Sanità: partorire a casa in modo naturale per diminuire i cesarei

Partorire in casa propria in modo naturale senza dover affrontare un momento così intimo e speciale nelle fredde stanze di un ospedale. E’ la proposta della FISI Salerno accolta dalla Direzione Generale della Asl che ha dato subito mandato ad una Commissione specifica, coordinata dalla Direttrice Sanitaria Aziendale dott.ssa Caiazzo, di analizzare il progetto di assistenza al travaglio e parto fisiologico a domicilio.

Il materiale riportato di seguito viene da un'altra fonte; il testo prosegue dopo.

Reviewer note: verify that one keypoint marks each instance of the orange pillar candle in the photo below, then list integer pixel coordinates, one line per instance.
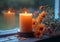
(9, 19)
(25, 22)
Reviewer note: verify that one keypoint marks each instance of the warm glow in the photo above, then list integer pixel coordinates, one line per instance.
(9, 12)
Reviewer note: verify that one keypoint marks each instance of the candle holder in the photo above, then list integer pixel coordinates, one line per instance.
(26, 35)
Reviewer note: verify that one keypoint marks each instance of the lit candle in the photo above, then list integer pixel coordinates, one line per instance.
(25, 22)
(9, 19)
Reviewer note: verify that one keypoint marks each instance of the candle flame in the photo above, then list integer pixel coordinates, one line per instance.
(25, 12)
(9, 12)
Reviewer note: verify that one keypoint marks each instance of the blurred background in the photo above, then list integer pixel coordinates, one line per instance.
(52, 7)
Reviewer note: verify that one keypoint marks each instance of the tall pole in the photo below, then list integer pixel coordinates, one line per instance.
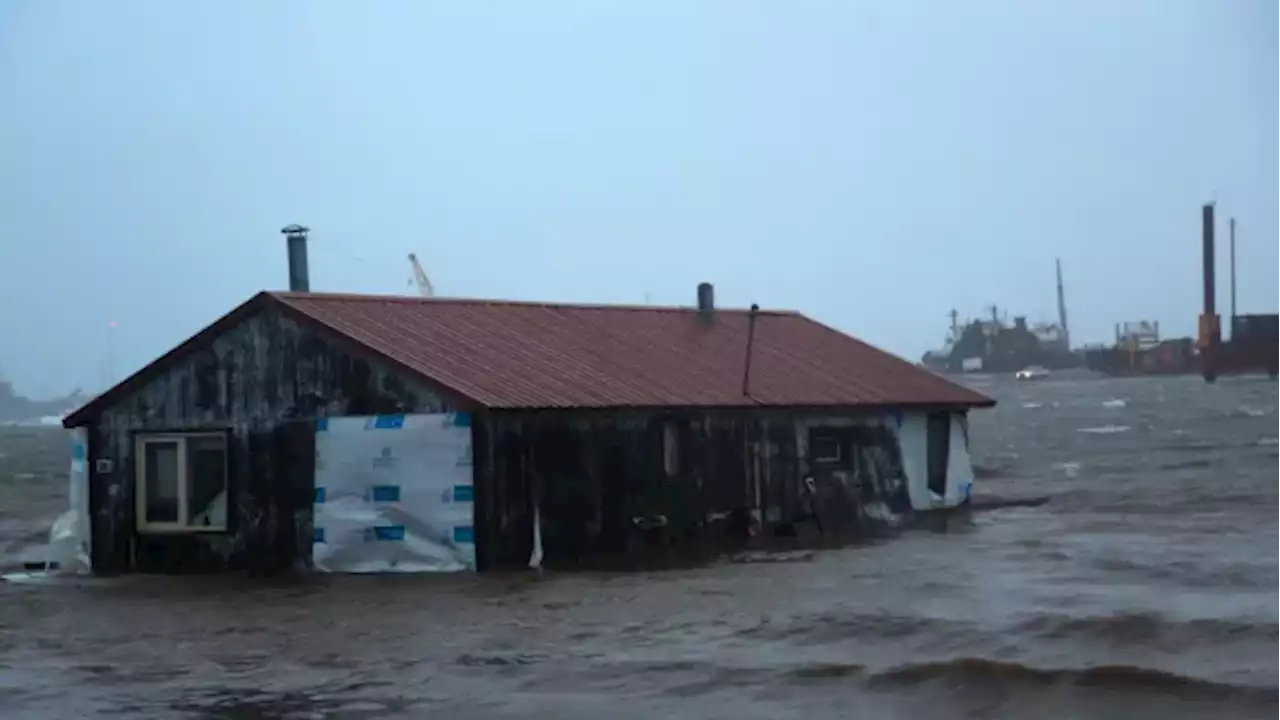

L’idea della FISI nasce dalla necessità di ridurre la percentuale dei tagli cesarei sul totale dei parti, considerando che “in assenza di sostanziali modifiche all’attuale assetto organizzativo dell’area materna infantile il raggiungimento dell’obiettivo dei parti cesarei, continuamente richiamato dalal Regione Campania, appare – si legge in una nota della FISI – difficilmente raggiungibile”. “Le partorienti – secondo il responsabile della FISI Rolando Scotillo -sapientemente selezionate a campione , potrebbero essere assistite e seguite con livelli di qualità più elevati  e con personale qualificato nella assoluta  privacy ed in sicurezza riportando il momento della nascita ad una maggiore naturalezza nel calore della famiglia . Non tagli, quindi, ma maggiore scelta e consapevolezza nell’uso degli strumenti  e delle risorse e nell’ottica di una sanità più efficace e funzionale ai  diversi bisogni di assistenza”. Il ricorso all’induzione del parto, che spesso viene usato negli ospedali, è uno dei fattori che porta poi al taglio cesareo, facendo diventare impropria la prestazione. A casa non dovrebbe essere fatto nulla per accelerare il corso fisiologico del travaglio, tutto in modo naturale, limitando il trasferimento in ospedale solo se dopo tutti i tentativi del caso il travaglio si blocca.